The sudden closure of the University of the Arts (UArts), a 150-year-old institution in Philadelphia that on 31 May announced it would close on 7 June, will be investigated by municipal and state officials. In the meantime, on 7 June around 600 adjunct and faculty staff at the university learned on a conference call that they were being laid off, effective immediately.
“I got on the call. They let us know that everyone on this call is going to be terminated and today is our last day,” Gehia Davenport, an alumna of UArts who had been teaching there for decades, told WPVI. Students, faculty and their supporters rallied at the university’s facilities in Philadelphia’s Center City on 7 June.

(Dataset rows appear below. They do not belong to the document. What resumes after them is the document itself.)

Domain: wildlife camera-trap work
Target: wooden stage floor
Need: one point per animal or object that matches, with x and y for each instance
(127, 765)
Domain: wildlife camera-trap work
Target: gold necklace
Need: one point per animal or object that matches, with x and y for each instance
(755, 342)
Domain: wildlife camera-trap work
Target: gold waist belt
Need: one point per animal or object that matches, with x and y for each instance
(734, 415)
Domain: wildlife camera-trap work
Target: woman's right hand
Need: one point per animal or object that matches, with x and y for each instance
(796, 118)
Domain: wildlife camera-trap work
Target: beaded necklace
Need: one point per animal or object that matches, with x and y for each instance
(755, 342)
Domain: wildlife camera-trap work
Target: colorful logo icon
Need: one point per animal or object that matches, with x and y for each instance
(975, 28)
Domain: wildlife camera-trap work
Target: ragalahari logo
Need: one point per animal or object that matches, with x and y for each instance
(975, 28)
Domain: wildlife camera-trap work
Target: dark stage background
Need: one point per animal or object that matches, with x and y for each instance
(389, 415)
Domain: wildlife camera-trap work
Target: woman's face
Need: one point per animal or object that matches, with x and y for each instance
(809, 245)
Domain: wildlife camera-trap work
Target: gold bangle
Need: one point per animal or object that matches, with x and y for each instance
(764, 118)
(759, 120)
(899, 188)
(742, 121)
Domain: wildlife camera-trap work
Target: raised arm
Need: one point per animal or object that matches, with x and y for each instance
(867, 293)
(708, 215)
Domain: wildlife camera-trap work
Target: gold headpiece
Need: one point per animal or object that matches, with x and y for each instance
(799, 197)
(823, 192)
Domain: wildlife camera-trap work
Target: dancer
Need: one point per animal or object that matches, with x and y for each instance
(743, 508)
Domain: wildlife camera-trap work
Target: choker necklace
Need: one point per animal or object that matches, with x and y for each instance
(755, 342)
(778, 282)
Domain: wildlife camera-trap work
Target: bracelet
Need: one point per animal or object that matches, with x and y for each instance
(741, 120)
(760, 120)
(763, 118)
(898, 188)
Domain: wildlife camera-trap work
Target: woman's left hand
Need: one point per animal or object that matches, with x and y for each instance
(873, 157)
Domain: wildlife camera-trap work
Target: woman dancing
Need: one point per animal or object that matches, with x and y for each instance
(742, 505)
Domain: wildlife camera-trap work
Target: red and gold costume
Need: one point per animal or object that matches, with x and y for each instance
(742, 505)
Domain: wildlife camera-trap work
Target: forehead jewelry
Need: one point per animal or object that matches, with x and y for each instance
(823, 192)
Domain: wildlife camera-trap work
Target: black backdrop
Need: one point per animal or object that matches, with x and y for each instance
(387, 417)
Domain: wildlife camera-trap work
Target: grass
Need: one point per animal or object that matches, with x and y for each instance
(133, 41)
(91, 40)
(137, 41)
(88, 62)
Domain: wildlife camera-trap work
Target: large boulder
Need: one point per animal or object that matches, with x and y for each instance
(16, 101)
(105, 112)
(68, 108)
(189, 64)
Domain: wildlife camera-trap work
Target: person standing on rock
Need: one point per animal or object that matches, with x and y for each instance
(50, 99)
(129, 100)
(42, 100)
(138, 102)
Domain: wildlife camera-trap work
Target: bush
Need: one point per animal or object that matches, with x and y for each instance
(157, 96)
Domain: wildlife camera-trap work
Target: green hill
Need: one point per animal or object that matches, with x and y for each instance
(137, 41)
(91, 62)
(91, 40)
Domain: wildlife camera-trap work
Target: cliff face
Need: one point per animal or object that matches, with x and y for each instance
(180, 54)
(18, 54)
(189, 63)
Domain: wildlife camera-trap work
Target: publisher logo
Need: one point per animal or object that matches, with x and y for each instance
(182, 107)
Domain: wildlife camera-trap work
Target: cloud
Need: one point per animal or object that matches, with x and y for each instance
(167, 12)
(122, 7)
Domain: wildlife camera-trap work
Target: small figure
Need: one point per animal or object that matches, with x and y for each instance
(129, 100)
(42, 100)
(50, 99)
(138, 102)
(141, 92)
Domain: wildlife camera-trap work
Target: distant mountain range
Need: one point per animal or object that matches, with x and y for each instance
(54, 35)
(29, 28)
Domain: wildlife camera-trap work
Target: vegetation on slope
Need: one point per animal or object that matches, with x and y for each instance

The office of Michelle A. Henry, the attorney general of Pennsylvania, is planning to investigate the circumstances that led UArts to close and leadership’s plans for the university’s properties and assets. “We are very concerned by the sudden closure of the University of the Arts,” Brett Hambright, a spokesperson for Henry, told The New York Times. “We are reviewing the circumstances of the closure and any transfer or loss of assets.”

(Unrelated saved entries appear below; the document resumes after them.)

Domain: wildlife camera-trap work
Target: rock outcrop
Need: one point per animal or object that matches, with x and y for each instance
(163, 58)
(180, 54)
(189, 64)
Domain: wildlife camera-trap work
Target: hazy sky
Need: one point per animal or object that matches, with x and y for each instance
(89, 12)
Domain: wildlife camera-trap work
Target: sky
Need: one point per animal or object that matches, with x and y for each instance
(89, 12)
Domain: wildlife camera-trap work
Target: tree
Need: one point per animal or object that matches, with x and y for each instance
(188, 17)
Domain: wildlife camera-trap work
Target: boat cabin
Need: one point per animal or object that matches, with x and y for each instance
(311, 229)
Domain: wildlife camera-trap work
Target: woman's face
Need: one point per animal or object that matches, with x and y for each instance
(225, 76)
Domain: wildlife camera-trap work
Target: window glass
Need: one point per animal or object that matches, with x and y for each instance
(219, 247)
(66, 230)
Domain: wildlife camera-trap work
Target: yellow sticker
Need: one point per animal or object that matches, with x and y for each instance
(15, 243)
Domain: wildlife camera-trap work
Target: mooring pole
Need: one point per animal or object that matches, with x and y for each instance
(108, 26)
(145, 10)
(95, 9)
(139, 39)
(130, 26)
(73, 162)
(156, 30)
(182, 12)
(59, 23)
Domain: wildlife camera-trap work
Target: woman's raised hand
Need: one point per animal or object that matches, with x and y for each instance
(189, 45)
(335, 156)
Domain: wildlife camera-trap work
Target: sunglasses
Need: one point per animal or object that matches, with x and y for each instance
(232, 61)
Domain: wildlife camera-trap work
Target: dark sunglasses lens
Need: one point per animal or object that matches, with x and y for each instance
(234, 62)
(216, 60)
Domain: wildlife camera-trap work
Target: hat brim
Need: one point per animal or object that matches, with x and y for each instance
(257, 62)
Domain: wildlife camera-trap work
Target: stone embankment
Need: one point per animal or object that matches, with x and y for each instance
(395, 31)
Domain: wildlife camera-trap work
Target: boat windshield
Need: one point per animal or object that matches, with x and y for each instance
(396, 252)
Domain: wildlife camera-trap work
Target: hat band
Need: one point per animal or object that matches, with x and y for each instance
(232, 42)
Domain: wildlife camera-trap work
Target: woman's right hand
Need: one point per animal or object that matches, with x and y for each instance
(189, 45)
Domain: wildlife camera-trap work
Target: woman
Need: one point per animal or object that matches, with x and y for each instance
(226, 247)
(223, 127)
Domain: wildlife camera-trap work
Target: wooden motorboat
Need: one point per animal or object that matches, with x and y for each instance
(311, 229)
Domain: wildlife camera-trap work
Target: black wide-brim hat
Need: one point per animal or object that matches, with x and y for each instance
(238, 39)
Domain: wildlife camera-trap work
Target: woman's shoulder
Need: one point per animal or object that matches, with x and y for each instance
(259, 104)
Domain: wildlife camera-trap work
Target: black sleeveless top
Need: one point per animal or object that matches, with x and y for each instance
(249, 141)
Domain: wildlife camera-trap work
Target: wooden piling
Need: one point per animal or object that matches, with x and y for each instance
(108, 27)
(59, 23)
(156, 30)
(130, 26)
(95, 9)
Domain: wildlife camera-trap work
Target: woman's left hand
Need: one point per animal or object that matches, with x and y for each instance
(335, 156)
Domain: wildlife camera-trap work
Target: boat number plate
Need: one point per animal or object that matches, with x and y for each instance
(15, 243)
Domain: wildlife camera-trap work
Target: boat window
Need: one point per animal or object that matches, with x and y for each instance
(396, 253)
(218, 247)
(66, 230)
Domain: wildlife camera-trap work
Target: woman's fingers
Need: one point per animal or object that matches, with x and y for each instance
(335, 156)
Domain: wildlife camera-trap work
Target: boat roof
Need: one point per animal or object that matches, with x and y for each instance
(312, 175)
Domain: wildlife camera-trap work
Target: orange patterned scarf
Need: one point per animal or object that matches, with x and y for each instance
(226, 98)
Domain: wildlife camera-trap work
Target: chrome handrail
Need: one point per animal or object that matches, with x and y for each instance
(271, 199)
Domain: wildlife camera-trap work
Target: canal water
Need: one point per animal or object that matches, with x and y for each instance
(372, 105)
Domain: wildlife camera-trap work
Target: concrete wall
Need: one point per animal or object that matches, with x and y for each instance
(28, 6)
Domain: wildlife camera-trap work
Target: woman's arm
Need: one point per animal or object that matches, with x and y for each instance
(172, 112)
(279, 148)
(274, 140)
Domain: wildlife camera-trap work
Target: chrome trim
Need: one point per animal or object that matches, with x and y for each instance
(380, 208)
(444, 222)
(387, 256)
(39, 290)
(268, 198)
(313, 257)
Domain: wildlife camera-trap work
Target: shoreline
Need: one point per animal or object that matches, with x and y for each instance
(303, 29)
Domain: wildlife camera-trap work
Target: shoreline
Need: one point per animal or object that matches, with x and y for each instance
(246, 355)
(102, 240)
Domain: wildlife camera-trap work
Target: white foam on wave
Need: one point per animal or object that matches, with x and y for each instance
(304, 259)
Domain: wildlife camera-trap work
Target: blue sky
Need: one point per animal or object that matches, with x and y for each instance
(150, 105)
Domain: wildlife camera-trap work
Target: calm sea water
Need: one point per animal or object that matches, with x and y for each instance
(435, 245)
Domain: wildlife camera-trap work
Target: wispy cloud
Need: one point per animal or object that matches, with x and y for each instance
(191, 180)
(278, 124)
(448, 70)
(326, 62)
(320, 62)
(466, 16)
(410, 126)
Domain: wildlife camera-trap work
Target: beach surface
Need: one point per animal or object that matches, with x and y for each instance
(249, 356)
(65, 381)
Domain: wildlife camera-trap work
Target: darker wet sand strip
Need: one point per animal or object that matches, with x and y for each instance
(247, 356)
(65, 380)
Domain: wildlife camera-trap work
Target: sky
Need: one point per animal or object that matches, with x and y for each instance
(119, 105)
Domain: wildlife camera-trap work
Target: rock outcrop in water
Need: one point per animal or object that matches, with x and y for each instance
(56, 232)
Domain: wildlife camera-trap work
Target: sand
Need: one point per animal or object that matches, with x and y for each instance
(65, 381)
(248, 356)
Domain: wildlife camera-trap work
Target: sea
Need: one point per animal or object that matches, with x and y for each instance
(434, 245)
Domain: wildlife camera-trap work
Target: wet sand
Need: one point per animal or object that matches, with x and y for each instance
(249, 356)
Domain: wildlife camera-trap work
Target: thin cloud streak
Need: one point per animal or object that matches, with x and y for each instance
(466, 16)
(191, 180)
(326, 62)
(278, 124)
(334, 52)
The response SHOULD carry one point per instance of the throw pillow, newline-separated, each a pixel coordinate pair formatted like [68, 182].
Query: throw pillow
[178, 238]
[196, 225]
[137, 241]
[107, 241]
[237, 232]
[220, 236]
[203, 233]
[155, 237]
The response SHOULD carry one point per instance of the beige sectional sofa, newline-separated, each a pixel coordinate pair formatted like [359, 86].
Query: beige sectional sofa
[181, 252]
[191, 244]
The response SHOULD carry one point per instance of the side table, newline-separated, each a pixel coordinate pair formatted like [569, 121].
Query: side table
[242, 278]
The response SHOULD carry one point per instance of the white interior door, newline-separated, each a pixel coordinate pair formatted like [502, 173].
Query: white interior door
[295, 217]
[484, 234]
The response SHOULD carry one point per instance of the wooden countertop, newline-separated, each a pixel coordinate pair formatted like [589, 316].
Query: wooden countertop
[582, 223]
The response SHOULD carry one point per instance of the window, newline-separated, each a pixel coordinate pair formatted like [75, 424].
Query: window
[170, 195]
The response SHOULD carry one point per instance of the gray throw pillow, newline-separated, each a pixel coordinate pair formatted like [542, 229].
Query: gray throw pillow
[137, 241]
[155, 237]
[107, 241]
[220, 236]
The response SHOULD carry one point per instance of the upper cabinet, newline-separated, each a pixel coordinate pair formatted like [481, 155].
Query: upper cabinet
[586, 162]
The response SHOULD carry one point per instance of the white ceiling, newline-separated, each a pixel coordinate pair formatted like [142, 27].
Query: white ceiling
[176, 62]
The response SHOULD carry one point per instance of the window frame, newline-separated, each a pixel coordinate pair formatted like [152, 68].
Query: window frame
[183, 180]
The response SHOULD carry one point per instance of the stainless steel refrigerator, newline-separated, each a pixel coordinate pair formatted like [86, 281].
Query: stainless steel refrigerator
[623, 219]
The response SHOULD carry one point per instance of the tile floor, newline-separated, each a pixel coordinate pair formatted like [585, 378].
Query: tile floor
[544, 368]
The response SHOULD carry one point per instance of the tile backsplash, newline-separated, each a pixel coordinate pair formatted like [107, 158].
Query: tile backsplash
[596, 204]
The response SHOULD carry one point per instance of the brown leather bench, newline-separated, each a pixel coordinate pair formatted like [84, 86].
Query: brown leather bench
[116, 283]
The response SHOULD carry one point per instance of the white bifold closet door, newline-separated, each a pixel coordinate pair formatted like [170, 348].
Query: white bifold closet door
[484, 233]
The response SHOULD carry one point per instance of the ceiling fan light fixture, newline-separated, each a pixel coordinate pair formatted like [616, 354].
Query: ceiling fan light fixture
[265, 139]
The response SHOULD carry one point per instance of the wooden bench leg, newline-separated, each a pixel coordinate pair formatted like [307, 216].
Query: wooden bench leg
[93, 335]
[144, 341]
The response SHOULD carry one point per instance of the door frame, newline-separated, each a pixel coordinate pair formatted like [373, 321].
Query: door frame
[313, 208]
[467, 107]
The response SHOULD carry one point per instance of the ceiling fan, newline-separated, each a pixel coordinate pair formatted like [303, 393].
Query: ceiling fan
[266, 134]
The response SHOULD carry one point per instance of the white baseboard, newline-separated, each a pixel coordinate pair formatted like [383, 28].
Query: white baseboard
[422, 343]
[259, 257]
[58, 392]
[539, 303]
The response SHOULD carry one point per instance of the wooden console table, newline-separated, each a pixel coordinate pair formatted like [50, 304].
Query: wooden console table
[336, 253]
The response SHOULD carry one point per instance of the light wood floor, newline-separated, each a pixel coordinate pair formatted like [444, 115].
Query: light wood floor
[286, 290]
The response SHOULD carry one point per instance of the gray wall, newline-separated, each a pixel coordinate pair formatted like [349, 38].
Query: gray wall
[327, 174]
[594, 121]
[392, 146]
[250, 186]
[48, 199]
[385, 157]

The university’s properties in Center City were recently valued at around $162m, according to the Philadelphia Inquirer. According to one estimate, UArts needed as much as $40m to right its finances.

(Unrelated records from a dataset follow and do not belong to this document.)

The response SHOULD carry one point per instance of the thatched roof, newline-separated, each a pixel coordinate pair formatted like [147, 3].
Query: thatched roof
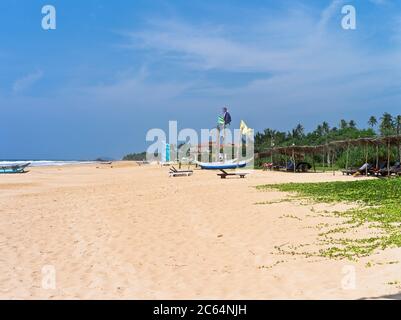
[297, 150]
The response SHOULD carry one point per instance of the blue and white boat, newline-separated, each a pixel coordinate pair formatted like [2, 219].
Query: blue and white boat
[14, 168]
[233, 164]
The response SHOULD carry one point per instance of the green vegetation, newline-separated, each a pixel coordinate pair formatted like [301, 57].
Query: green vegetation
[324, 133]
[378, 206]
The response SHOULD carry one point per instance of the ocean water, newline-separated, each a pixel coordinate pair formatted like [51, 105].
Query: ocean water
[44, 163]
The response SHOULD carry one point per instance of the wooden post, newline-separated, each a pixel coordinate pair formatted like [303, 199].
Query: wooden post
[293, 160]
[347, 158]
[218, 144]
[388, 158]
[313, 162]
[366, 159]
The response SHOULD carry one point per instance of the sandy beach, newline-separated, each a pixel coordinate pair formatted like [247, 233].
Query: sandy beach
[122, 231]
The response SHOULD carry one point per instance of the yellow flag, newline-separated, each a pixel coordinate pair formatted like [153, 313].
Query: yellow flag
[244, 128]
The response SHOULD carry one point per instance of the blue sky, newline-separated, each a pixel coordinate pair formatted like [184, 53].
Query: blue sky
[112, 70]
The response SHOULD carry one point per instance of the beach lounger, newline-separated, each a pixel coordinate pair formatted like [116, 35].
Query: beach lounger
[180, 173]
[349, 171]
[395, 169]
[16, 168]
[225, 174]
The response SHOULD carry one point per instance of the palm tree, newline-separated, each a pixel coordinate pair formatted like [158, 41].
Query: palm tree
[343, 124]
[398, 125]
[386, 124]
[325, 127]
[372, 122]
[352, 124]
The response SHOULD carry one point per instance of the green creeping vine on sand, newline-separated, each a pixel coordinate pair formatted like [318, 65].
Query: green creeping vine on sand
[379, 207]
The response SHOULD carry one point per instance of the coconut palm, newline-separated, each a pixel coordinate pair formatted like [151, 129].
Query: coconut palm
[372, 122]
[387, 124]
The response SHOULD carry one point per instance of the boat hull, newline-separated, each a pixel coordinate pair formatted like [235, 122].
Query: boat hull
[219, 165]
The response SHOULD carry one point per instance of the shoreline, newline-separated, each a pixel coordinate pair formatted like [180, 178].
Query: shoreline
[131, 232]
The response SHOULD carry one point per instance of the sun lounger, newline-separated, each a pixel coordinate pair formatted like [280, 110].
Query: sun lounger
[225, 174]
[395, 169]
[16, 168]
[180, 173]
[349, 171]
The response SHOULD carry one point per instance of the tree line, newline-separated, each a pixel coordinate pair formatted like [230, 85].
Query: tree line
[385, 125]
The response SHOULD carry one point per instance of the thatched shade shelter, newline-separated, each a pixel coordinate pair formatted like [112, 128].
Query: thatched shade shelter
[295, 151]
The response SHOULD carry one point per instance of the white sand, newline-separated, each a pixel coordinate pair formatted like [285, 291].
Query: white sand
[128, 232]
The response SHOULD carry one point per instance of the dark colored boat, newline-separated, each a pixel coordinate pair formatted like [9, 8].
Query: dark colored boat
[14, 168]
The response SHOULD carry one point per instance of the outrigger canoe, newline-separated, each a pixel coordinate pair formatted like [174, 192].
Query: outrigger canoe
[221, 165]
[14, 168]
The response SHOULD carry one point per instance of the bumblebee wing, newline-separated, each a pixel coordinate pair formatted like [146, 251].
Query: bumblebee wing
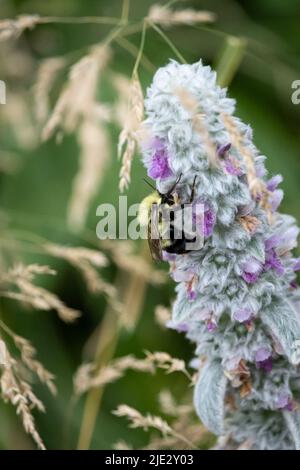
[154, 239]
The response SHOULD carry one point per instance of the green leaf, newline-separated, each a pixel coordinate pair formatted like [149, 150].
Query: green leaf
[283, 322]
[209, 397]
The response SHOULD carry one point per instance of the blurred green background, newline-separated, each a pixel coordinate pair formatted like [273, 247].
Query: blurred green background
[34, 198]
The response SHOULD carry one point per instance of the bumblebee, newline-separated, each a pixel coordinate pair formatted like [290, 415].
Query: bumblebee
[157, 212]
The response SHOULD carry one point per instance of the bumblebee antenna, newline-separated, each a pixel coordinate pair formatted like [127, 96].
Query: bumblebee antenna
[149, 184]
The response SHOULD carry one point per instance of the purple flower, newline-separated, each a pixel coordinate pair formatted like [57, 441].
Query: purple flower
[284, 402]
[283, 242]
[242, 315]
[168, 256]
[275, 199]
[262, 354]
[159, 167]
[209, 221]
[274, 182]
[251, 270]
[191, 294]
[294, 284]
[211, 325]
[272, 242]
[232, 166]
[297, 265]
[263, 359]
[260, 171]
[246, 210]
[180, 327]
[273, 262]
[223, 149]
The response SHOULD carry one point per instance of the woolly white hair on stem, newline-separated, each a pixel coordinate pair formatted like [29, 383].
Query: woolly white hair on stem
[237, 297]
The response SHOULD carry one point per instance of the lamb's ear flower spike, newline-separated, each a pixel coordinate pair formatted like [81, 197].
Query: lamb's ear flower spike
[237, 296]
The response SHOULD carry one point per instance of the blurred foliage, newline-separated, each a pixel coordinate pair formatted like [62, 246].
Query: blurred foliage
[35, 197]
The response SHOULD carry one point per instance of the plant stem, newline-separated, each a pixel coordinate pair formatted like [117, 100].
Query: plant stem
[132, 294]
[125, 11]
[230, 59]
[79, 20]
[168, 41]
[133, 50]
[141, 49]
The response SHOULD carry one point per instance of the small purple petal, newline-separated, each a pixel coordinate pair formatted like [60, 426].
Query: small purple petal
[274, 182]
[246, 210]
[211, 325]
[242, 315]
[250, 278]
[260, 171]
[275, 199]
[209, 222]
[159, 167]
[180, 327]
[262, 354]
[266, 365]
[168, 256]
[297, 265]
[223, 149]
[231, 166]
[284, 402]
[273, 262]
[272, 242]
[182, 276]
[191, 294]
[294, 284]
[251, 270]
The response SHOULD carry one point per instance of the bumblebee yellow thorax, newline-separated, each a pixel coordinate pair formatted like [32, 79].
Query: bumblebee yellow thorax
[145, 207]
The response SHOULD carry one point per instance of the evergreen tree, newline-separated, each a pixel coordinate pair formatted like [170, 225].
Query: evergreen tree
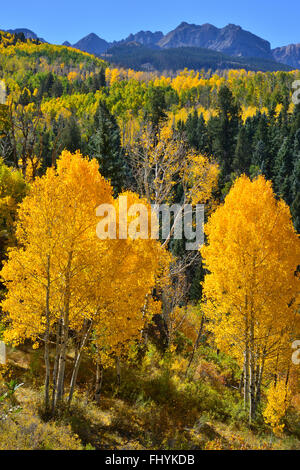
[242, 156]
[224, 129]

Philadelphia’s city council passed a measure the day before UArts closed to hold hearings about what went wrong, according to the Philadelphia Inquirer. The city council will also examine the circumstances of the closure in light of a hard-won collective bargaining agreement the university’s administrators reached with unionised staff in February after more than two years of negotiations and just hours before a vote to authorise a strike. Pennsylvania’s Democratic governor, Josh Shapiro, also weighed in, telling WPVI he was “angry and disappointed in the leadership” at the university, adding: “UArts sprung this on all of us.”
Meanwhile, more than a dozen students and more than 20 staffers have filed class action lawsuits over UArts’ closure. The university’s president, Kerry Walk, resigned on 4 June.
At the time of UArts’s closing it had fewer than 1,500 students enrolled in around 40 undergraduate and graduate degree programmes. Its alumni include notable visual artists such as the painters Charles Sheeler, Jonathan Lyndon Chase and Bo Bartlett, the conceptual artists Alex da Corte and Jayson Musson, the curator Ruth Fine, the photographers Deborah Willis and Irving Penn, and the graffiti artist and muralist Steve Powers.
News of UArts’ closure comes after the nearby Pennsylvania Academy of Fine Arts revealed early this year that it will discontinue its degree-granting programmes to focus solely on its museum activities.